A police officer said the groups have even stopped sloganeering, unlike Friday and Saturday. “Some of them, especially the elderly men, even returned by Saturday night. But the rest, thousands of them, who have refused to take Burari ground as the protest site, remain at camps here,” the officer said.
On Friday and Saturday, a small group of farmers that arrived at the Burari ground comprised either those who had gathered at the Tikri Border or the ones who had entered Delhi but were detained. They have camped at the ground since then as the police and paramilitary continue to keep the area fortified.
Police also said that the farmer groups are still indecisive about whether they should accept the Burari ground as the protest site; their initial demand was Ramlila Maidan which is closer to the Lutyens Delhi. The farmers wished to march up to Jantar Mantar and Parliament house when they arrived on Friday. A little over 100 of them who had managed to sneak in were detained from Jantar Mantar and other areas of the city on the same day.
It was then the police offered them the Burari ground as a protest site. The offer was made after a series of clashes at both the borders on Friday. On Friday, the police had also closed two other border roads -- the Dhansa border and the Jharoda Kalan border -- for traffic as a precautionary measure even through there were no protesters there.
Farmers are protesting against the government’s moves to open up agricultural markets in the country and bring sweeping reforms to the farm sector, which supports nearly half the population.
Farmers have demanded a repeal of three laws enacted by Parliament in September which, together, allow agribusinesses to freely trade farm produce without restrictions, permit private traders to stockpile large quantities of essential commodities for future sales and lay down new rules for contract farming.
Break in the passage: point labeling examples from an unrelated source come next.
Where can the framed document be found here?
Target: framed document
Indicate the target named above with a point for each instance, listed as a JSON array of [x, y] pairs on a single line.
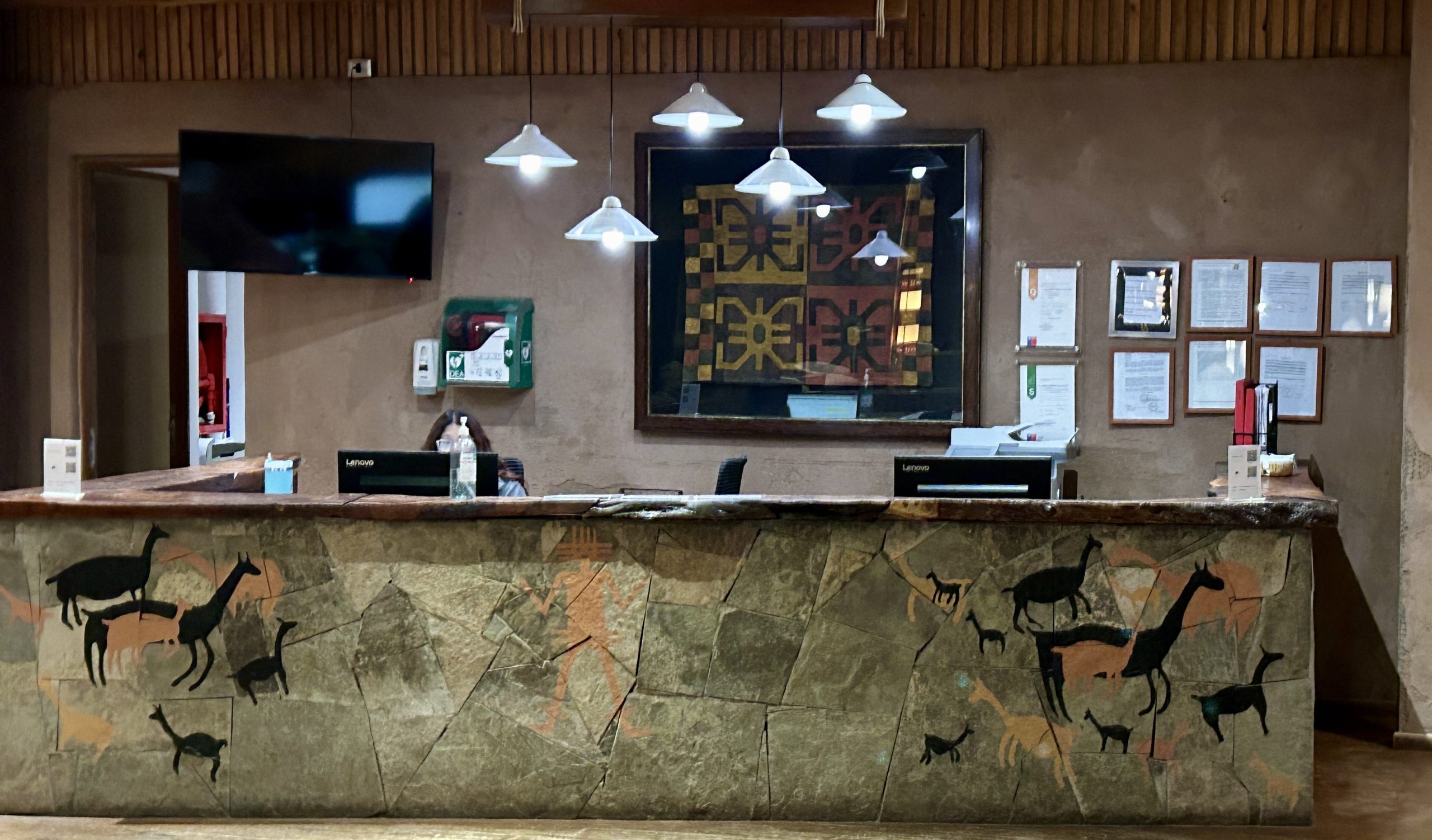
[[1047, 400], [1221, 294], [1298, 368], [1362, 296], [1215, 365], [1143, 298], [1049, 295], [1141, 390], [1289, 298]]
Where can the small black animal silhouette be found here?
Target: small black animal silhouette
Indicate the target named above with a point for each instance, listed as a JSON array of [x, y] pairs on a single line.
[[986, 634], [103, 579], [1052, 586], [937, 746], [197, 744], [96, 633], [198, 623], [944, 592], [265, 667], [1236, 699], [1119, 733]]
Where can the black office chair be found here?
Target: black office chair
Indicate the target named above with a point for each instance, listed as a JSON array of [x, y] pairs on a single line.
[[728, 478]]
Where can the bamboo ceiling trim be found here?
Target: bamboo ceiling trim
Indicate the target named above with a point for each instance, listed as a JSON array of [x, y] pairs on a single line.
[[72, 45]]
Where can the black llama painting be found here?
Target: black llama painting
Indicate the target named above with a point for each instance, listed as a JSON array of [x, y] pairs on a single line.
[[1239, 699], [200, 744], [937, 746], [105, 579], [265, 667], [1052, 586]]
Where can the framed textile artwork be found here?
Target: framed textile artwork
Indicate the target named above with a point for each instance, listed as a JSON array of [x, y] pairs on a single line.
[[756, 314]]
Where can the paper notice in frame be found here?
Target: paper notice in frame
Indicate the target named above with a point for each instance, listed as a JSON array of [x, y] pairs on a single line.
[[1047, 401], [1047, 306]]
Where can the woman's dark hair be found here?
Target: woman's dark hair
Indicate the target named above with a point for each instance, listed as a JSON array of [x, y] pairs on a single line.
[[484, 444]]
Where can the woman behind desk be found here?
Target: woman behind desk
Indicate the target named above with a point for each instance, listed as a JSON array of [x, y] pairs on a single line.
[[444, 433]]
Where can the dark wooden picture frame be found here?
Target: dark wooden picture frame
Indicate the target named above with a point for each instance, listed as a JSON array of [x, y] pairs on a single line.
[[1173, 372], [645, 420], [1188, 372], [1328, 301], [1188, 295], [1322, 362], [1322, 296]]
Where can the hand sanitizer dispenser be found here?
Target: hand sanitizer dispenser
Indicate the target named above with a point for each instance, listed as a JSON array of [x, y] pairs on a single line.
[[426, 367]]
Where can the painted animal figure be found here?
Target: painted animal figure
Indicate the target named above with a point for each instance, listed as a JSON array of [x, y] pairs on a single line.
[[1152, 646], [76, 726], [105, 579], [986, 634], [1078, 653], [265, 667], [96, 629], [1238, 699], [265, 587], [1034, 733], [937, 746], [949, 593], [23, 610], [1052, 586], [1116, 732], [1279, 786], [200, 744], [200, 621]]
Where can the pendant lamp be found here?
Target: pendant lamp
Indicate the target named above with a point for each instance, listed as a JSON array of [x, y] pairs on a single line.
[[610, 224], [530, 150], [881, 249], [781, 178]]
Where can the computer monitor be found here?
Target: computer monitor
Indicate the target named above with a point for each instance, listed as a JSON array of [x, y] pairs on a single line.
[[1011, 477], [369, 471]]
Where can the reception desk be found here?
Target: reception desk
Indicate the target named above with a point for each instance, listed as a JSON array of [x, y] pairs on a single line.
[[686, 657]]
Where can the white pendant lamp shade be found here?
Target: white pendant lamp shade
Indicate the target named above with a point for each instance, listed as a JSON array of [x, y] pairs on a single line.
[[612, 226], [530, 150], [861, 103], [881, 249], [698, 111], [781, 178]]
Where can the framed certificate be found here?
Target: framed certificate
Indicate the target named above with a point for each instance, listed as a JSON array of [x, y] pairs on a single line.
[[1049, 303], [1141, 390], [1362, 296], [1221, 294], [1215, 365], [1143, 298], [1298, 368], [1289, 298]]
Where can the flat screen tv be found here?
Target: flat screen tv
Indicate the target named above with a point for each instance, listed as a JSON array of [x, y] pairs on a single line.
[[268, 204]]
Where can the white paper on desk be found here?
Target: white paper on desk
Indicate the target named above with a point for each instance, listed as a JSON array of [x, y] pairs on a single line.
[[1219, 294], [1295, 370], [1215, 367], [1047, 306], [1289, 296], [1047, 401], [1142, 387], [1361, 296]]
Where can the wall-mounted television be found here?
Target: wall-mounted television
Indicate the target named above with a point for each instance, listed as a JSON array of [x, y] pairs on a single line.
[[267, 204]]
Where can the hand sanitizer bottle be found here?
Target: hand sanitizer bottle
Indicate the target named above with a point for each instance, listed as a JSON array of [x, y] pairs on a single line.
[[463, 473]]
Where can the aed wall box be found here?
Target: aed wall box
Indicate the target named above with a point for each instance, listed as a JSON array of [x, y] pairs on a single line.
[[487, 342]]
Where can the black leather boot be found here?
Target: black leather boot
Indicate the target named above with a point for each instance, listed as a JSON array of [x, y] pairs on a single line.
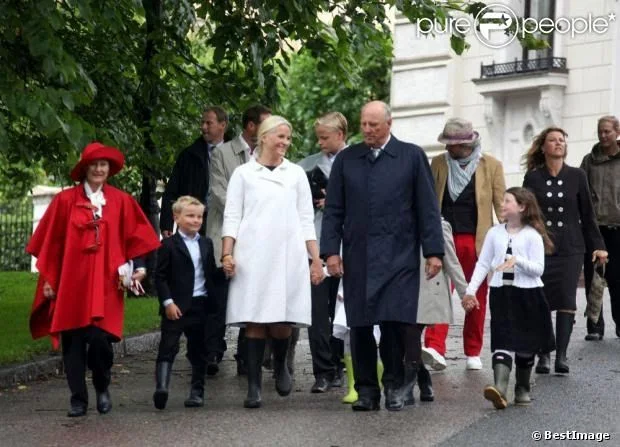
[[284, 382], [544, 363], [79, 405], [101, 383], [197, 390], [394, 398], [290, 356], [241, 357], [162, 383], [563, 329], [426, 384], [522, 386], [255, 352], [410, 379]]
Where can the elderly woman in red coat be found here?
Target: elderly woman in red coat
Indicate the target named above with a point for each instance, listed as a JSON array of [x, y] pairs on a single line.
[[86, 234]]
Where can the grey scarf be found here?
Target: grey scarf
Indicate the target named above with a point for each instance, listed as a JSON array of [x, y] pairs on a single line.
[[461, 171]]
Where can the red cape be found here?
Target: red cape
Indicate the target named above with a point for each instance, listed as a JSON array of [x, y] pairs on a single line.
[[80, 262]]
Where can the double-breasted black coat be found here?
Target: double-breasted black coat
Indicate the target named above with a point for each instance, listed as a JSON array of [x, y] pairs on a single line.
[[381, 210]]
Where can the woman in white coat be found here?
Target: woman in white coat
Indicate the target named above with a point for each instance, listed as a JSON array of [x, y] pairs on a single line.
[[267, 235]]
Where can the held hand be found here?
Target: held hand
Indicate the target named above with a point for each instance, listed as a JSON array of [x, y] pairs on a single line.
[[229, 266], [138, 275], [432, 267], [469, 303], [316, 272], [334, 266], [600, 257], [510, 263], [48, 292], [173, 312]]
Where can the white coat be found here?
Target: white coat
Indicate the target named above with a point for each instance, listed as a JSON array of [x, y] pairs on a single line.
[[270, 216]]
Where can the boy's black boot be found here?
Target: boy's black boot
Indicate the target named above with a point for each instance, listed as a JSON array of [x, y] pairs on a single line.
[[197, 390], [162, 383]]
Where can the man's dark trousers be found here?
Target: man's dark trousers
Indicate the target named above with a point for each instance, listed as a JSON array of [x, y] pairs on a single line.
[[325, 352]]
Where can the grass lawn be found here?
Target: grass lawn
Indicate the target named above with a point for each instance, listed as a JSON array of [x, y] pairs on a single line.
[[16, 293]]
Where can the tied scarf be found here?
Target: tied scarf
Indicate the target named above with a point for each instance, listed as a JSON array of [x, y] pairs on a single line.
[[96, 199], [461, 171]]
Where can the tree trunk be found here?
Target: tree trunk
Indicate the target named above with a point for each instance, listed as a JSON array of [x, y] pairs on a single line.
[[147, 100]]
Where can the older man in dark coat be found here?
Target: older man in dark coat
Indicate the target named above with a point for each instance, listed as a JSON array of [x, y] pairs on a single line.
[[381, 206]]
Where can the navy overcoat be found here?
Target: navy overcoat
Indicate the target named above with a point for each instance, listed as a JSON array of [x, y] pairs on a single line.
[[381, 210]]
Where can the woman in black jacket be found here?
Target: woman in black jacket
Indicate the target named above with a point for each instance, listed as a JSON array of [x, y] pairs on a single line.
[[564, 198]]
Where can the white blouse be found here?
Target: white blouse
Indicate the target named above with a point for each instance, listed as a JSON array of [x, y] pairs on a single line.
[[527, 248]]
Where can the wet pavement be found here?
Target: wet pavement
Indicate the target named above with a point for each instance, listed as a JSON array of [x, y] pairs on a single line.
[[584, 401]]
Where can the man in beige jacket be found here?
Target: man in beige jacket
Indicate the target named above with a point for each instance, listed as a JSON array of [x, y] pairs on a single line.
[[469, 186], [224, 160]]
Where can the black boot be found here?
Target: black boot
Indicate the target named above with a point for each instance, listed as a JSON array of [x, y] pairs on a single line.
[[522, 387], [544, 363], [79, 405], [241, 357], [255, 352], [101, 382], [411, 373], [426, 384], [563, 329], [162, 383], [197, 390], [290, 356], [284, 382]]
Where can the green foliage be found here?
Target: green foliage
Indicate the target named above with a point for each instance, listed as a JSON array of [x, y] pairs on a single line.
[[309, 90], [136, 74], [16, 294]]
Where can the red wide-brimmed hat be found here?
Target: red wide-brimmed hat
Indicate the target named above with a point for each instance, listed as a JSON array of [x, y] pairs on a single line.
[[97, 151]]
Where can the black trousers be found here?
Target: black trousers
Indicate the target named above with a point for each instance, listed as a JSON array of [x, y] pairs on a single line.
[[611, 237], [216, 322], [192, 324], [325, 349], [88, 346], [364, 355]]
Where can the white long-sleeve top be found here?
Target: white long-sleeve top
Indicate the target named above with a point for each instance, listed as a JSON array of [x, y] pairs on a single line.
[[527, 248]]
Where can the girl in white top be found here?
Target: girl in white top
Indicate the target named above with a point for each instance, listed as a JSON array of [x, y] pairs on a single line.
[[520, 321]]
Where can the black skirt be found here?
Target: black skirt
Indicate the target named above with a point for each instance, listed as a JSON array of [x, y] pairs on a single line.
[[520, 320], [560, 279]]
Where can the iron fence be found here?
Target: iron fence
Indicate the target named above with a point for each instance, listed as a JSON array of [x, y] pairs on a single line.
[[15, 231]]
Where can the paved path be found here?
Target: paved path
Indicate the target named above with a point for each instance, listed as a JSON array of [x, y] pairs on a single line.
[[585, 401]]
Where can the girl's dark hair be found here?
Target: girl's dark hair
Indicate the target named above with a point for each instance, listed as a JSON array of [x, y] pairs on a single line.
[[534, 157], [532, 215]]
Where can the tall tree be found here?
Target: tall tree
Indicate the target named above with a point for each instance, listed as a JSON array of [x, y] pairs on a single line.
[[136, 74]]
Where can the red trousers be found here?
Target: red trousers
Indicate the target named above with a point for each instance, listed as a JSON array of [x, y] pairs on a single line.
[[435, 336]]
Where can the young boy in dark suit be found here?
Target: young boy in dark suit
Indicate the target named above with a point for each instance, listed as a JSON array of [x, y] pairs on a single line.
[[185, 278]]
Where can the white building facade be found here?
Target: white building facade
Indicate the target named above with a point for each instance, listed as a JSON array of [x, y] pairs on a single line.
[[511, 94]]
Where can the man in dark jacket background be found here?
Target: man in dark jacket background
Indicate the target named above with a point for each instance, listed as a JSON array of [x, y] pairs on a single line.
[[190, 175], [381, 206]]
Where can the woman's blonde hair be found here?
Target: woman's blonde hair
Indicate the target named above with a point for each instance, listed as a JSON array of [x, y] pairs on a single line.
[[535, 157], [269, 125], [609, 119], [334, 121]]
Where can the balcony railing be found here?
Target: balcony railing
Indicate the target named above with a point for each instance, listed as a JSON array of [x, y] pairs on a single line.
[[543, 64]]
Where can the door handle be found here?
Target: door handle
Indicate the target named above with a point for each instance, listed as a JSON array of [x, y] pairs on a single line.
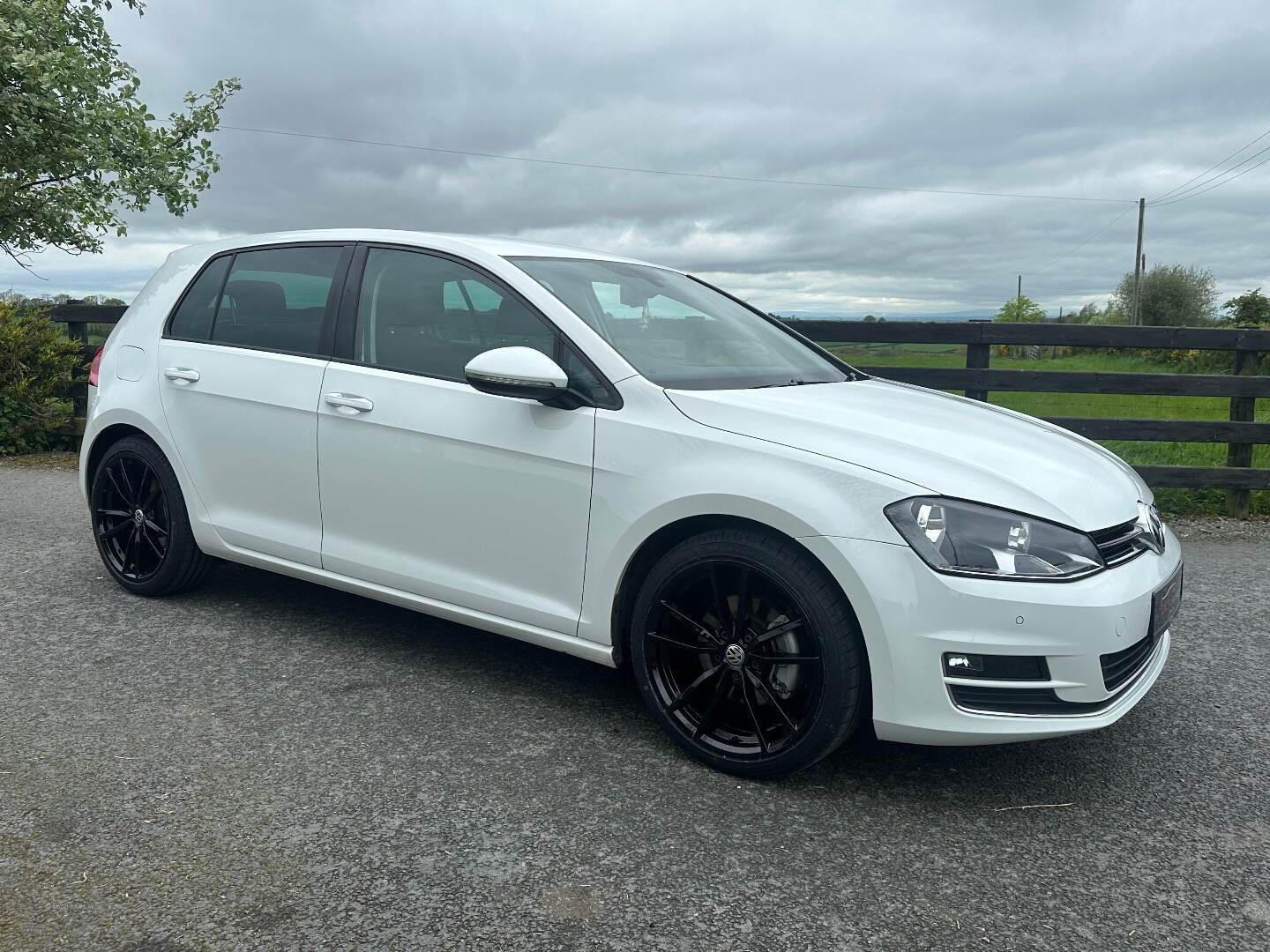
[[349, 403]]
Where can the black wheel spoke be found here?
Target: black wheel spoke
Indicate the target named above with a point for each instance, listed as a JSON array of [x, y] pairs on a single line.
[[721, 605], [776, 632], [753, 716], [684, 695], [705, 632], [787, 659], [155, 489], [152, 542], [115, 481], [742, 603], [771, 700], [684, 645], [129, 548], [707, 718], [127, 484], [117, 530]]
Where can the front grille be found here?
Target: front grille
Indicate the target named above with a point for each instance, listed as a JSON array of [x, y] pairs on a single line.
[[1122, 666], [1119, 544], [1020, 701]]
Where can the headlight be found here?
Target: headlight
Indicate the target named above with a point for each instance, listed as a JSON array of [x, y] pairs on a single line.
[[967, 539]]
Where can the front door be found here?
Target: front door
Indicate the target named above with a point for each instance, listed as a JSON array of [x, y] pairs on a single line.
[[432, 487], [240, 374]]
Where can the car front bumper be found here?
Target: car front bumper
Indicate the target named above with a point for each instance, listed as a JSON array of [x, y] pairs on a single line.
[[912, 616]]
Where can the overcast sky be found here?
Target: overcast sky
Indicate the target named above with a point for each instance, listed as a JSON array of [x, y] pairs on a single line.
[[1087, 100]]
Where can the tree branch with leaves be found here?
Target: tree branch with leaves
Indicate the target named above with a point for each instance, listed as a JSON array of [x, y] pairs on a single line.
[[78, 147]]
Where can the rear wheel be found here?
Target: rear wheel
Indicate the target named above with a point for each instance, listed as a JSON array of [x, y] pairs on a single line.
[[140, 522], [747, 652]]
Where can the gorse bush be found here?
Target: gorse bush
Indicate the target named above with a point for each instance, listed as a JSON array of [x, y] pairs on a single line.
[[36, 367]]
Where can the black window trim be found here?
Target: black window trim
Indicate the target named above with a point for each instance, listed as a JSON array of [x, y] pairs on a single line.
[[346, 325], [334, 297]]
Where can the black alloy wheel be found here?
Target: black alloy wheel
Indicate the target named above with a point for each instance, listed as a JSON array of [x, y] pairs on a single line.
[[743, 652], [140, 522], [131, 517]]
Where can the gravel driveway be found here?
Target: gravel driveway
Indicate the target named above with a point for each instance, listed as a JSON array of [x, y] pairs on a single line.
[[271, 764]]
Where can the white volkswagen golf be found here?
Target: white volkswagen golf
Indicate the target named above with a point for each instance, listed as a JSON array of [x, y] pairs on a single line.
[[619, 461]]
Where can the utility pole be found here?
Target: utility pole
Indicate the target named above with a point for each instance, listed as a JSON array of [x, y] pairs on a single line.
[[1138, 258]]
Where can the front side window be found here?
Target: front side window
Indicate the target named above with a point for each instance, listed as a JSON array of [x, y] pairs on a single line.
[[430, 315], [676, 331]]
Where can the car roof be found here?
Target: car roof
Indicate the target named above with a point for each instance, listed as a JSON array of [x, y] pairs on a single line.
[[459, 244]]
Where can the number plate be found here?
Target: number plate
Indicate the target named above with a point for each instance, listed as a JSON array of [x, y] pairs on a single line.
[[1165, 605]]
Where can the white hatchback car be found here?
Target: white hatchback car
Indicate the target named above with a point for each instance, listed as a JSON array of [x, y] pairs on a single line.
[[620, 461]]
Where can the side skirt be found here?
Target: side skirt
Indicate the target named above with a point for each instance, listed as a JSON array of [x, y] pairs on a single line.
[[568, 643]]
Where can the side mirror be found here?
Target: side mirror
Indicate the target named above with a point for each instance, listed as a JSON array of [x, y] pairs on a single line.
[[519, 372]]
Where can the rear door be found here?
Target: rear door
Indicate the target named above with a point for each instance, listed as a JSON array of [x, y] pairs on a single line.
[[432, 487], [240, 372]]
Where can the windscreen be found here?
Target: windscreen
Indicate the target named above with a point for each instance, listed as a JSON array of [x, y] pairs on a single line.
[[677, 331]]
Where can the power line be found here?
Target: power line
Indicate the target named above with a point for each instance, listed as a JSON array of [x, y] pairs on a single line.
[[1082, 244], [1195, 190], [1197, 195], [1177, 188], [664, 172]]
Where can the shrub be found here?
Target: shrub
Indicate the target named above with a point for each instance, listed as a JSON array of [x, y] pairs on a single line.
[[36, 367]]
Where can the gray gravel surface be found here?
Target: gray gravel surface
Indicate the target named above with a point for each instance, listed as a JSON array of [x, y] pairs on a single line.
[[271, 764]]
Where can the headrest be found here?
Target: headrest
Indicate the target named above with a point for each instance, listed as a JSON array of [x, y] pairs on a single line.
[[257, 297]]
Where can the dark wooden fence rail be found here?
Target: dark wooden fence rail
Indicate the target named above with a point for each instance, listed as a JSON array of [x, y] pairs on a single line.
[[977, 380]]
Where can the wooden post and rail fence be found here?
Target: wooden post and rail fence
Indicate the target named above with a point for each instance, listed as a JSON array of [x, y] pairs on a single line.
[[1240, 432]]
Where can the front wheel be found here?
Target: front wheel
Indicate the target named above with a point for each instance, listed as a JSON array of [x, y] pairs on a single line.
[[140, 522], [747, 652]]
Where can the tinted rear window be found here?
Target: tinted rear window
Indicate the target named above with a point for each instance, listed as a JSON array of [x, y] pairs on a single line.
[[276, 299], [193, 319]]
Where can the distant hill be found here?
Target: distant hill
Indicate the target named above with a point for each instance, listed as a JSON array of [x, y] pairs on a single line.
[[841, 316]]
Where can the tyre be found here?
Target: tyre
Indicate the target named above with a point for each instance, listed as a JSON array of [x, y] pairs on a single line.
[[140, 522], [748, 654]]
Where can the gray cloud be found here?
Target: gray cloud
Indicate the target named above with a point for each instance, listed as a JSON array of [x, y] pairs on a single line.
[[1087, 100]]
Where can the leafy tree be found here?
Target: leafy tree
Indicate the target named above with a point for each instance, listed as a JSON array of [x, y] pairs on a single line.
[[1172, 294], [36, 365], [1249, 310], [1088, 314], [78, 147], [1021, 310]]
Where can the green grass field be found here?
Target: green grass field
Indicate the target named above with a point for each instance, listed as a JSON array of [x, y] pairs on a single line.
[[1127, 405]]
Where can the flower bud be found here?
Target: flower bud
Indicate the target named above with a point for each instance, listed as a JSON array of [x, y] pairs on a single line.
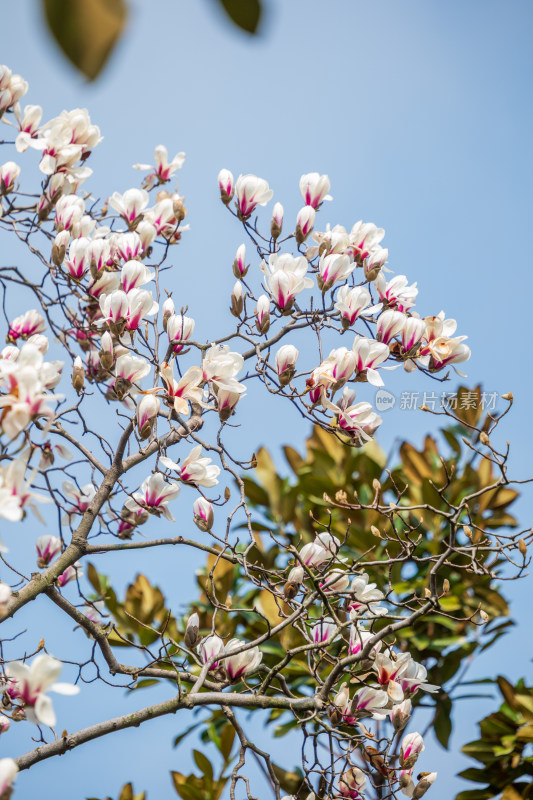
[[237, 300], [106, 351], [5, 597], [400, 715], [292, 587], [191, 631], [168, 311], [203, 514], [286, 363], [240, 268], [304, 223], [262, 314], [276, 223], [410, 748], [9, 173], [426, 779], [147, 411], [47, 547], [78, 375], [226, 186], [59, 248]]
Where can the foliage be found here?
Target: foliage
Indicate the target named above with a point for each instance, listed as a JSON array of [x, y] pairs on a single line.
[[87, 31], [504, 748]]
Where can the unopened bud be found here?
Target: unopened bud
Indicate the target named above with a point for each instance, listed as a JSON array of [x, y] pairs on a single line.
[[240, 268], [191, 632], [237, 300], [276, 223], [59, 248], [78, 375]]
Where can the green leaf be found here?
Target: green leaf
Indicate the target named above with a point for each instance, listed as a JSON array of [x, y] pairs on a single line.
[[86, 30], [246, 14], [203, 764]]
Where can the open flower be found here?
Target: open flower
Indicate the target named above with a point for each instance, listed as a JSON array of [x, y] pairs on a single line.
[[209, 648], [28, 684], [195, 469], [243, 662], [251, 192], [155, 494]]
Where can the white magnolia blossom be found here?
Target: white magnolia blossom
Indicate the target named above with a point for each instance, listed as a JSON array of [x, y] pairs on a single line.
[[195, 468], [27, 685], [286, 278]]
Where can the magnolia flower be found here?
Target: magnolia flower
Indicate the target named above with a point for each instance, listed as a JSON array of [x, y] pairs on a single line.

Farmers say the reforms would make them vulnerable to exploitation by big corporations, erode their bargaining power and weaken the government’s minimum support price (MSP) system, which offers cultivators assured prices from the government, largely for wheat and rice.
Agriculture minister Narendra Singh Tomar and railways, food and consumer affairs minister Piyush Goyal held day-long negotiations on November 13 with leaders of several farmers’ groups in attempt to end over two months of a politically challenging agitation. The discussions were inconclusive, but both sides had agreed to continue negotiations in the future.